# H02C8b Information Retrieval and Search Engines: RAG Project

Welcome to the notebook companion for the IRSE project. You will find all starter code here. You are encouraged to use this code, as it has been confirmed to work for the RAG pipeline described in the assignment handout. However, you are certainly welcome to make any changes you see fit, provided that your code is written in Python and runs without issue.

**IMPORTANT**: Do not submit a notebook as your final solution. It will not be graded. Refer to assignment handout for more information about the submission format.

**IMPORTANT**: Be mindful of your runtime usage, if working in Colab. At the beginning of every session, navigate to the top menu bar in Colab and select **Runtime > Change runtime type > CPU (Python 3)**. This will ensure that your session runs on CPU and that you do not waste any GPU allocation for the day. GPUs are provided by Google on a limited daily basis, and access is given every 24 hours. It is best that you complete the TF-IDF/search component before loading models and running inference on the GPU runtime.


If you have any questions, feel free to email [Thomas](mailto:thomas.bauwens@kuleuven.be) or [Kushal](mailto:kushaljayesh.tatariya@kuleuven.be).

In [1]:
# from google.colab import userdata
# userdata.get("HF_TOKEN")
import dotenv
import os
import json
import datasets
dotenv.load_dotenv()

HF_TOKEN = os.getenv("HF_TOKEN")

if HF_TOKEN:
    print("Hugging Face token loaded successfully!")
else:
    print("Warning: HF_TOKEN not found in environment variables.")

# !wget https://people.cs.kuleuven.be/~thomas.bauwens/irse_documents_2025_recipes.parquet

Hugging Face token loaded successfully!


## RAG for recipe recommendation:

We will begin by installing the huggingface `datasets` library for easily loading our data.

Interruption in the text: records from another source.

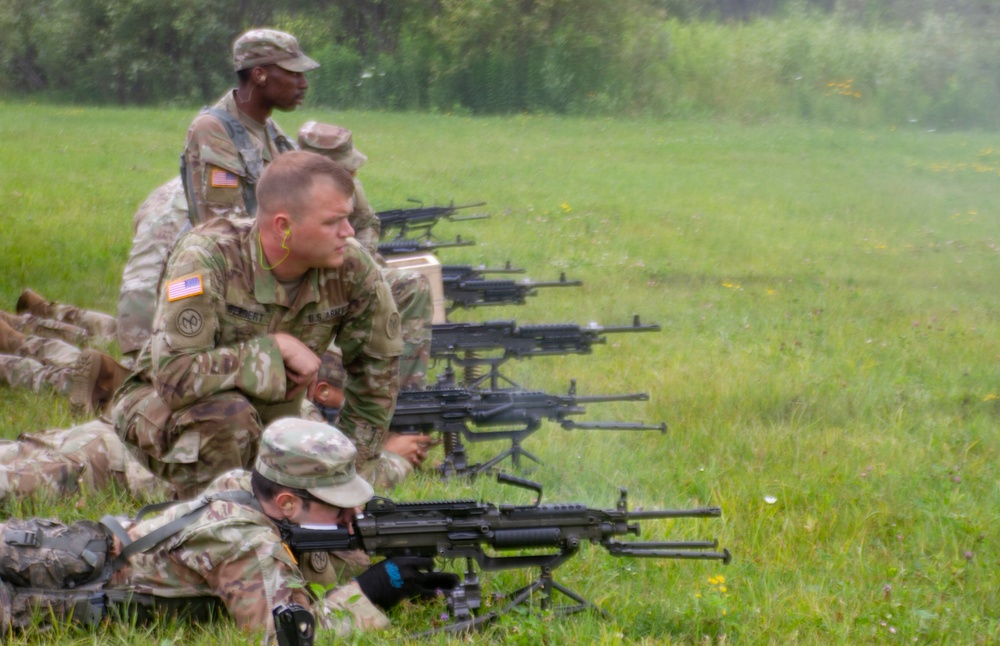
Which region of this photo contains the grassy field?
[0,103,1000,644]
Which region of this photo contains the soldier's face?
[289,500,359,527]
[286,180,354,269]
[261,65,309,112]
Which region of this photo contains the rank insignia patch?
[209,168,240,188]
[167,276,205,303]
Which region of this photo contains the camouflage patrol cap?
[254,417,374,509]
[299,121,368,172]
[233,29,319,72]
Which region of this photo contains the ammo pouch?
[0,518,111,589]
[0,582,226,633]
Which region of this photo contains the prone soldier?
[0,418,458,642]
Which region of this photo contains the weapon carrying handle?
[497,471,542,506]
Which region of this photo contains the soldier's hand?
[382,433,436,467]
[271,332,322,400]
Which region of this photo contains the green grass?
[0,103,1000,644]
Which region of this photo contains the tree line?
[0,0,1000,125]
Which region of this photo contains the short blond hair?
[257,150,354,220]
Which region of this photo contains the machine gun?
[375,198,490,238]
[279,474,732,636]
[444,273,583,312]
[389,380,667,477]
[431,314,660,388]
[378,236,476,256]
[441,260,524,285]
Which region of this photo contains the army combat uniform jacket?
[112,219,401,486]
[184,90,298,225]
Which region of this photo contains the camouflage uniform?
[17,289,118,343]
[0,336,81,397]
[0,420,169,501]
[0,312,91,345]
[184,90,295,225]
[4,419,389,642]
[112,219,401,495]
[118,177,190,356]
[118,29,315,354]
[184,29,319,225]
[299,121,434,392]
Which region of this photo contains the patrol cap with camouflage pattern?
[299,121,368,173]
[254,417,375,509]
[233,29,319,72]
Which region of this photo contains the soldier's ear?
[274,491,302,518]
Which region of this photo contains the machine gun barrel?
[441,260,524,282]
[375,198,490,236]
[444,272,583,310]
[389,382,667,477]
[378,236,476,256]
[431,314,660,366]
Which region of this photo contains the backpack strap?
[101,490,260,572]
[264,119,299,153]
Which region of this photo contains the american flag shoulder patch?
[209,168,240,188]
[167,276,205,303]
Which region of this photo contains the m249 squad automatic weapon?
[431,314,660,388]
[378,236,476,256]
[442,273,583,312]
[389,381,667,477]
[375,198,490,238]
[280,474,731,635]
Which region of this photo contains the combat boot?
[0,312,24,354]
[15,289,52,318]
[69,348,132,413]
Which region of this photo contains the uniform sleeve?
[184,114,254,225]
[336,249,403,460]
[118,177,188,354]
[348,179,384,264]
[152,233,286,410]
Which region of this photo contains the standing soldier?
[181,29,319,225]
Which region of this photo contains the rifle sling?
[101,490,257,573]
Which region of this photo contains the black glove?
[354,556,459,610]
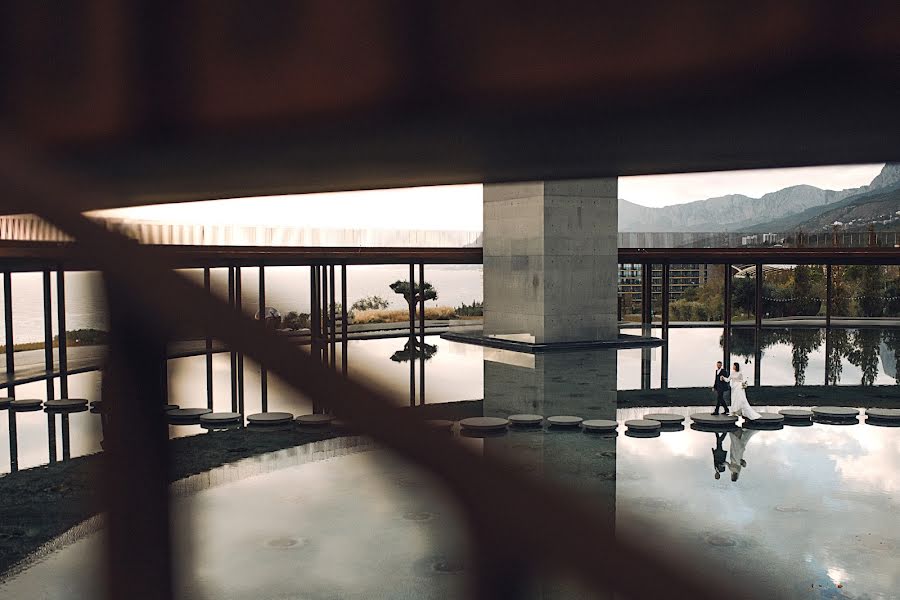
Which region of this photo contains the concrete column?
[484,178,618,343]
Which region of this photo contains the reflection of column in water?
[47,412,56,465]
[484,349,616,598]
[8,409,19,473]
[59,412,72,460]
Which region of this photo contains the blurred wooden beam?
[0,0,900,211]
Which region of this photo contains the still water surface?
[0,418,900,599]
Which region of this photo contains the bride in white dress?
[722,363,759,421]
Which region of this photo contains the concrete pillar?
[484,178,618,343]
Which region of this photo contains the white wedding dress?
[727,371,759,421]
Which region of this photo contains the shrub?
[350,296,391,311]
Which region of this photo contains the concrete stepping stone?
[625,428,659,438]
[9,398,44,412]
[507,414,544,427]
[778,408,813,421]
[812,406,859,419]
[581,419,619,433]
[294,415,334,427]
[425,419,453,431]
[625,419,662,431]
[644,413,684,425]
[44,398,87,411]
[166,408,212,424]
[200,412,241,425]
[459,417,509,431]
[247,412,294,427]
[744,413,784,429]
[547,415,584,427]
[866,408,900,423]
[691,413,737,427]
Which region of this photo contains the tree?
[390,280,437,309]
[350,296,391,310]
[281,310,309,330]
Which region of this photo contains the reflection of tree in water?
[719,329,824,385]
[825,329,853,385]
[881,329,900,385]
[391,340,437,362]
[789,329,822,385]
[847,329,881,385]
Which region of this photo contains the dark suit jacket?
[713,368,731,392]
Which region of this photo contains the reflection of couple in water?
[712,429,756,481]
[713,361,759,421]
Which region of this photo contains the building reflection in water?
[483,348,617,598]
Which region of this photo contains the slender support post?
[754,263,763,329]
[234,267,244,417]
[56,265,69,400]
[341,264,348,377]
[419,263,425,404]
[328,264,337,370]
[725,263,733,327]
[641,263,653,327]
[753,327,762,388]
[319,265,329,366]
[44,271,56,400]
[59,412,72,460]
[101,277,174,600]
[47,412,56,465]
[259,265,269,412]
[228,267,238,412]
[3,271,16,398]
[203,267,213,410]
[722,263,732,370]
[7,410,19,473]
[409,263,416,406]
[662,263,670,332]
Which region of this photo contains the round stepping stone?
[166,408,212,423]
[9,399,44,411]
[425,419,453,431]
[295,415,334,426]
[44,398,87,410]
[691,413,737,427]
[581,419,619,433]
[644,413,684,425]
[625,428,659,438]
[247,412,294,427]
[744,413,784,429]
[459,417,509,431]
[778,408,813,421]
[507,414,544,427]
[813,406,859,419]
[625,419,662,431]
[200,412,241,425]
[547,415,584,427]
[866,408,900,422]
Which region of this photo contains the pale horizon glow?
[90,163,884,231]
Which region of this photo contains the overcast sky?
[95,164,884,230]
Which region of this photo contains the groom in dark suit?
[713,360,730,415]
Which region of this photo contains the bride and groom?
[713,361,759,421]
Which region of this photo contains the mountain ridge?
[618,163,900,232]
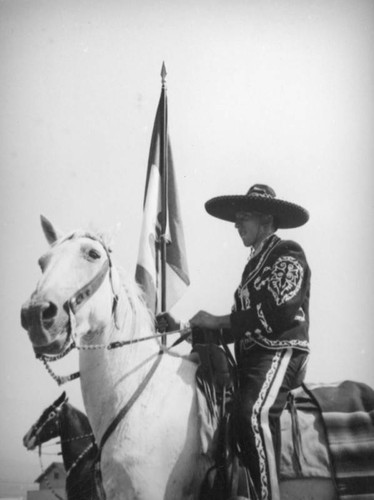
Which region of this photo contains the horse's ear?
[101,222,121,250]
[40,215,63,245]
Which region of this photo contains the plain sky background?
[0,0,374,497]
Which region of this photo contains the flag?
[135,79,190,314]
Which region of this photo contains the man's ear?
[40,215,63,245]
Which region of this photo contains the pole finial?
[161,61,167,87]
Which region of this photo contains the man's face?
[235,212,262,247]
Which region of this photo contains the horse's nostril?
[42,302,57,320]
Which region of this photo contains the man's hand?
[156,313,180,332]
[190,311,230,330]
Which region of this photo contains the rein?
[36,234,191,386]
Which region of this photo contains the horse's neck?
[59,404,93,470]
[80,288,159,442]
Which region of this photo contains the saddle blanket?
[304,381,374,500]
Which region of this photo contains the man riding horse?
[159,184,310,500]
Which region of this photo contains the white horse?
[21,218,336,500]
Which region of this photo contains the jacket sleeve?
[230,241,310,340]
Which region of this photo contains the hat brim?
[205,195,309,229]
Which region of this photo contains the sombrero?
[205,184,309,229]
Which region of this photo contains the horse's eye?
[88,248,101,260]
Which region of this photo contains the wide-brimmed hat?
[205,184,309,229]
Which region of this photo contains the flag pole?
[160,62,168,345]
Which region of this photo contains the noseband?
[36,235,119,385]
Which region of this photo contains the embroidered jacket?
[225,234,310,359]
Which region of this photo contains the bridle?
[36,234,190,386]
[31,235,190,499]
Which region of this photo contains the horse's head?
[23,392,67,450]
[21,217,118,355]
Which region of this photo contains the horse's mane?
[116,267,155,337]
[56,229,155,337]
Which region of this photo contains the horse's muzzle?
[21,296,68,346]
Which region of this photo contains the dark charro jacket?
[224,234,310,362]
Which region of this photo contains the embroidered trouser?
[234,346,308,500]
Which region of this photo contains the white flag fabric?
[135,90,190,314]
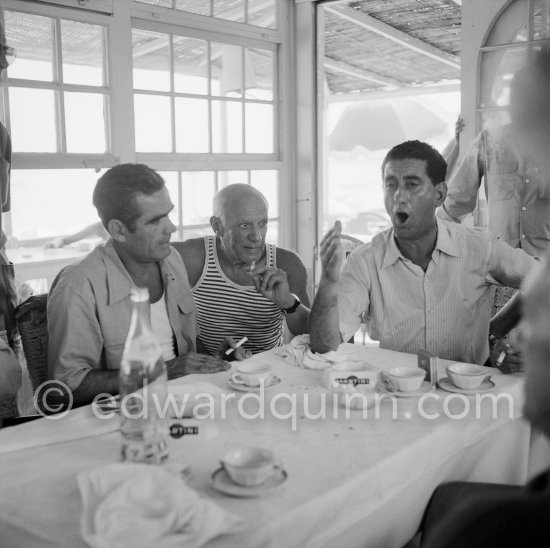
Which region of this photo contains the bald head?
[212,183,269,220]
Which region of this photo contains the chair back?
[15,294,48,392]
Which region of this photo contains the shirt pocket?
[487,172,517,203]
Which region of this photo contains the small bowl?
[220,447,277,487]
[388,367,426,392]
[447,363,490,390]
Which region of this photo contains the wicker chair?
[15,294,48,392]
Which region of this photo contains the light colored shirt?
[151,293,176,362]
[48,240,196,390]
[438,125,550,256]
[338,220,535,364]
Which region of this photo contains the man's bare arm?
[309,221,343,353]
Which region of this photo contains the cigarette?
[225,337,248,356]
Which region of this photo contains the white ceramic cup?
[231,362,271,386]
[220,447,280,487]
[447,363,491,390]
[388,367,426,392]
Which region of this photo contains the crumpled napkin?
[276,335,364,370]
[77,463,244,548]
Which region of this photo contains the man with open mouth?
[310,141,535,364]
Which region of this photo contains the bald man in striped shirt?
[310,141,534,364]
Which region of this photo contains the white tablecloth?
[0,346,548,548]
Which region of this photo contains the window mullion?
[53,17,67,154]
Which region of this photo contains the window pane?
[247,0,276,28]
[210,42,243,97]
[212,101,243,152]
[132,29,170,91]
[245,103,273,154]
[218,171,248,189]
[174,36,208,95]
[11,169,101,240]
[250,170,279,217]
[176,0,210,15]
[134,93,172,152]
[176,97,208,152]
[244,49,273,101]
[181,171,215,225]
[134,0,172,8]
[9,88,57,152]
[4,11,53,82]
[214,0,244,23]
[65,92,107,152]
[61,20,104,86]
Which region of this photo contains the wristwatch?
[281,293,301,314]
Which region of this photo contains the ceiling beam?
[325,5,460,69]
[323,57,406,89]
[326,82,460,103]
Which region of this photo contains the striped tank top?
[193,236,284,354]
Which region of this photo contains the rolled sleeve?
[48,285,103,390]
[487,238,536,289]
[338,254,370,341]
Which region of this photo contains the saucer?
[228,375,281,392]
[437,377,495,394]
[376,381,435,398]
[212,468,288,497]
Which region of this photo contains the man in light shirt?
[310,141,534,364]
[48,164,229,403]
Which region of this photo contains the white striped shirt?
[338,219,534,364]
[193,236,284,354]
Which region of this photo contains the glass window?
[65,92,107,152]
[9,88,57,152]
[134,93,172,152]
[4,11,54,82]
[61,20,105,86]
[11,169,102,240]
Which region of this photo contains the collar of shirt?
[103,238,175,306]
[382,217,458,269]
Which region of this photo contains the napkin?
[77,463,244,548]
[276,335,366,370]
[0,405,120,453]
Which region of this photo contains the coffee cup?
[447,363,491,390]
[388,367,426,392]
[220,447,280,487]
[231,362,271,386]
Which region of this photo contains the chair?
[340,234,364,259]
[15,294,48,392]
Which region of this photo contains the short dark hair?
[382,140,447,186]
[93,164,164,231]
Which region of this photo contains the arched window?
[476,0,550,130]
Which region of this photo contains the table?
[6,245,91,288]
[0,344,550,548]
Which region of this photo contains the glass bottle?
[119,287,169,464]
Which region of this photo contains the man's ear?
[435,183,447,207]
[107,219,128,242]
[210,215,224,236]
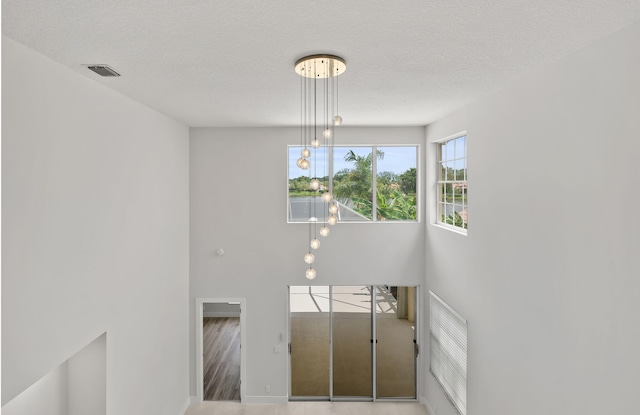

Let's first download the recipes dataset. After that, we can load the dataset via the huggingface `datasets` library, which offers easy integration with `transformers`.

In [4]:
!wget https://people.cs.kuleuven.be/~thomas.bauwens/irse_documents_2025_recipes.parquet

--2025-04-09 11:48:57--  https://people.cs.kuleuven.be/~thomas.bauwens/irse_documents_2025_recipes.parquet
Resolving people.cs.kuleuven.be (people.cs.kuleuven.be)... 134.58.40.32, 2a02:2c40:500:a030:c515:1337:0:32
Connecting to people.cs.kuleuven.be (people.cs.kuleuven.be)|134.58.40.32|:443... connected.
HTTP request sent, awaiting response... 200 OK
Length: 119645533 (114M)
Saving to: ‘irse_documents_2025_recipes.parquet.2’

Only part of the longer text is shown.